I miss silent-film acting. Silent film was a lot of pantomime. People overdid it, but Chaplin was perfect. He had to do it without words, but you understand all the subtleties of these emotions. I feel sorry that silent film lasted only about twenty years, and then the technology wiped out an art form.
This is a perfect segue to “Conclave,” because so much of your role is wordless, and yet you do so much to captivate the audience. How did you think about drawing in the camera and the other actors, without having something to say?
I don’t think acting is talking. So much of acting is reacting. It’s to have a presence, to emanate something. I never thought it was important to have lines, although most of the time, if you have lines, you have a closeup. That is because people listen and also watch lips, as we do in life. To me, what was interesting in the silence of Sister Agnes was that we really wanted to underline the difference in the Catholic Church of the roles of men and women. When I finally speak, I say, “We sisters are supposed to be invisible.” But still I thought that it was important, and Edward Berger agreed, that Sister Agnes should have enormous strength and dignity.

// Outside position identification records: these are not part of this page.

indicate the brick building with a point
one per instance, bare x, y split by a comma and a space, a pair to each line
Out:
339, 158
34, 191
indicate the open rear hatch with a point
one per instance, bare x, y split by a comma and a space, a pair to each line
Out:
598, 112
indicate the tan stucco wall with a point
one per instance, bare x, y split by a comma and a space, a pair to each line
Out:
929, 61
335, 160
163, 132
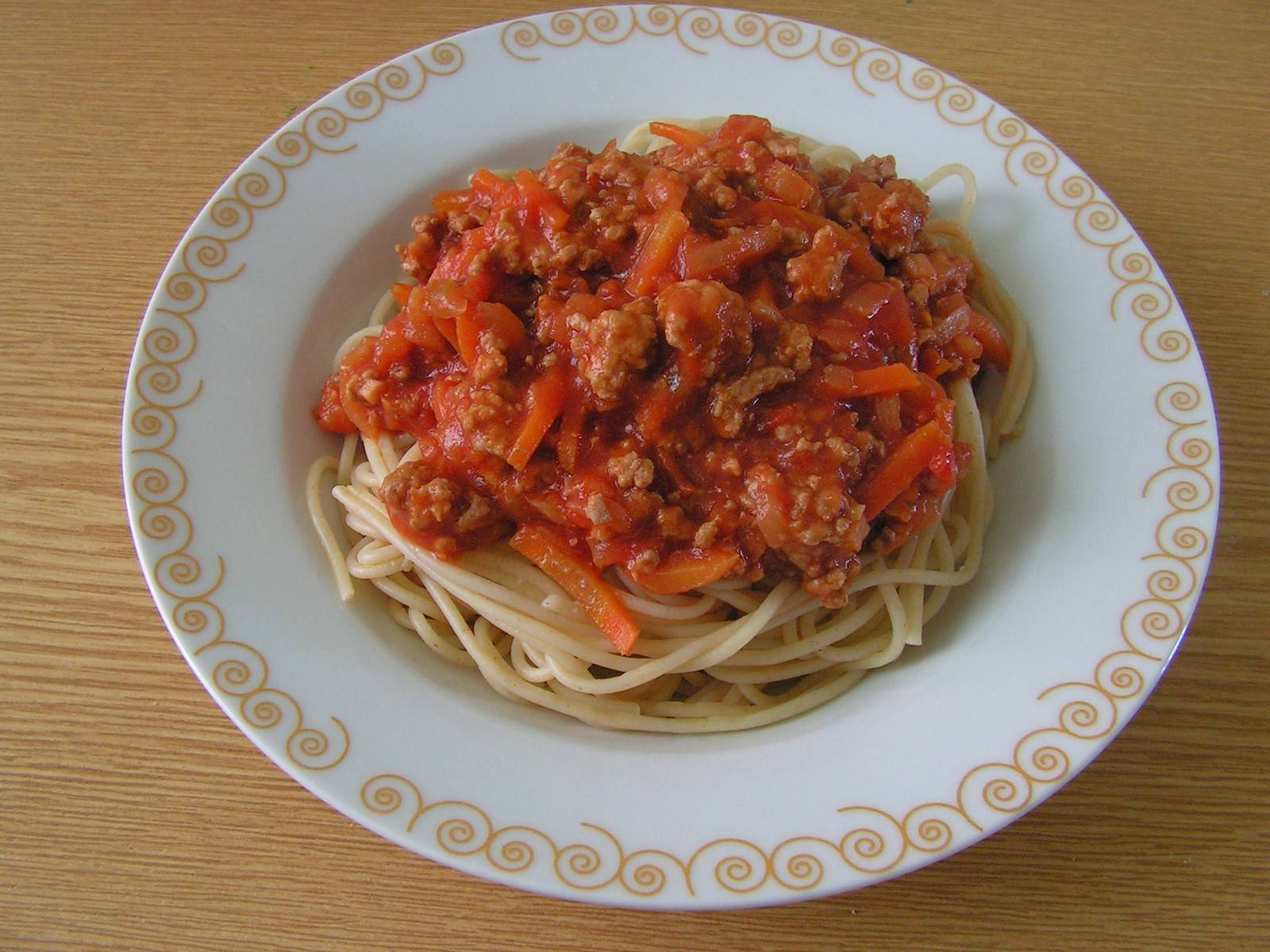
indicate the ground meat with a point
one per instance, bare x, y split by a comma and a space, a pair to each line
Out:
899, 217
673, 359
709, 325
613, 346
794, 347
632, 470
728, 401
487, 413
817, 274
437, 511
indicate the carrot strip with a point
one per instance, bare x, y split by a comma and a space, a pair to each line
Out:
544, 401
552, 554
492, 186
784, 183
457, 200
686, 139
657, 253
687, 570
732, 251
571, 435
901, 466
995, 346
539, 198
850, 385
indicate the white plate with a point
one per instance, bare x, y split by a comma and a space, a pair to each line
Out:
1102, 537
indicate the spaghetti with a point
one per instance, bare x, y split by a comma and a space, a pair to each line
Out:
745, 644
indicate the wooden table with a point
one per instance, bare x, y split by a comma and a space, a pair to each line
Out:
133, 816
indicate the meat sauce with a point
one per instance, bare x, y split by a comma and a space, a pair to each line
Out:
710, 362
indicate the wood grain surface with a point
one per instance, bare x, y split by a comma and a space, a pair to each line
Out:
135, 816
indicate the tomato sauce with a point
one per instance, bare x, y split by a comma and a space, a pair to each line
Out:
704, 363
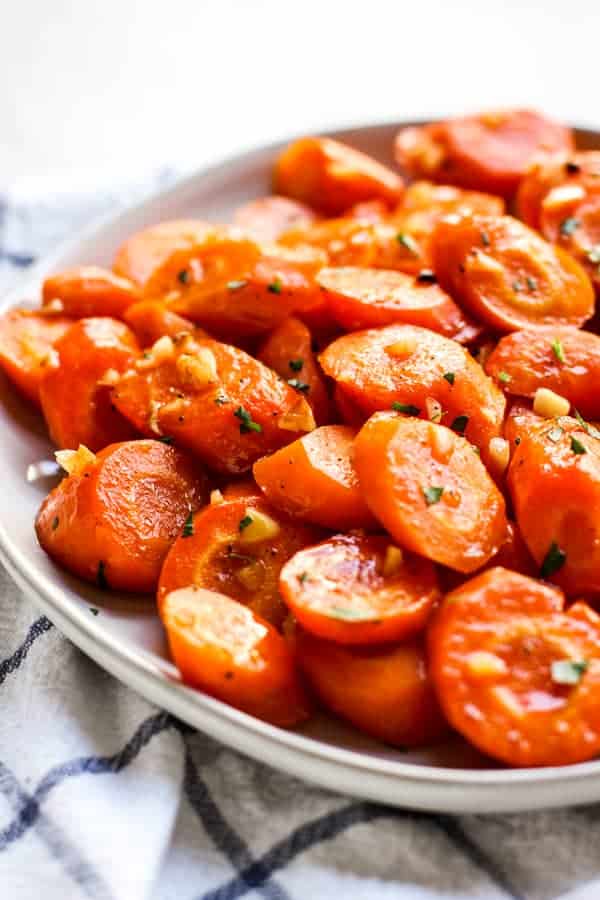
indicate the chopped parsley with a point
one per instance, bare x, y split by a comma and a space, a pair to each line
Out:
246, 421
568, 226
557, 349
554, 560
407, 408
568, 671
433, 495
188, 526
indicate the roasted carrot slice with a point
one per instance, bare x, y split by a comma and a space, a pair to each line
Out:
26, 342
219, 402
508, 276
75, 390
430, 490
384, 691
418, 372
238, 546
151, 320
355, 589
367, 298
314, 479
268, 217
288, 351
516, 675
490, 151
554, 480
113, 519
226, 650
561, 358
331, 177
87, 291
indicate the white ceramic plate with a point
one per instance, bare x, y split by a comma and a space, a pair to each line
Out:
126, 638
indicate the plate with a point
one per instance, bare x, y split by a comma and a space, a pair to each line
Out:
126, 638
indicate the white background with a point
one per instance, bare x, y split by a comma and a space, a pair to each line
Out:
124, 85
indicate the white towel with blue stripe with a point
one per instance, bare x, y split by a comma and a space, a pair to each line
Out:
103, 796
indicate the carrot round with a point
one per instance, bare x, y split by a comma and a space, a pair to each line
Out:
219, 402
226, 650
367, 298
359, 590
430, 490
87, 291
508, 276
113, 519
237, 546
76, 404
554, 480
516, 675
561, 358
385, 691
314, 479
417, 372
269, 217
26, 342
490, 151
331, 177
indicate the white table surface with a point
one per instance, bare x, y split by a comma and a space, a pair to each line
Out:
124, 85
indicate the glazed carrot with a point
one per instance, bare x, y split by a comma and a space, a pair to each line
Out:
314, 479
224, 649
26, 342
151, 320
113, 519
288, 351
268, 217
238, 546
508, 276
359, 590
219, 402
430, 490
516, 675
367, 298
561, 358
554, 480
87, 291
384, 691
418, 372
331, 177
76, 405
490, 151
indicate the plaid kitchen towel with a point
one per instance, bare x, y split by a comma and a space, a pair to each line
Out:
103, 796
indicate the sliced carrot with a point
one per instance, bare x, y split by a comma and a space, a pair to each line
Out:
561, 358
416, 371
359, 590
384, 691
314, 479
226, 650
268, 217
508, 276
554, 480
430, 490
368, 298
331, 177
219, 402
76, 405
288, 351
490, 151
516, 675
151, 320
113, 519
89, 291
26, 342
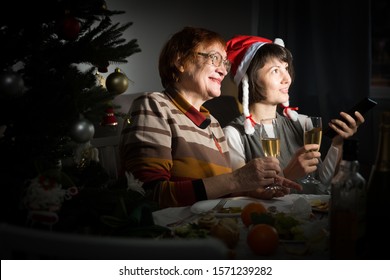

I’m not a churchgoer, but I grew up in Rome, and I went to a [school run by nuns]. My nuns exuded an authority, a matter-of-factness. I remember my favorite nun at school, I asked her, When you decided to become a nun, how did your family react? And she said, Oh, they cried so much. They said to me, Why don’t you go to church every day? You can still be as religious as you want but give us grandchildren. And she added, I had to do it, because it was a calling. It was something that was stronger than her, something she couldn’t control. Incredibly, that was the same answer my mom gave me about acting. Mama had four children in the fifties, and she was very scolded for continuing a career—why wouldn’t she stop and wait until the children grow up? My mom used to say, “I didn’t choose acting. Acting chose me. It’s a calling.” I saw this independence, that strength, both in my mother and in the nuns. So I wanted to play that.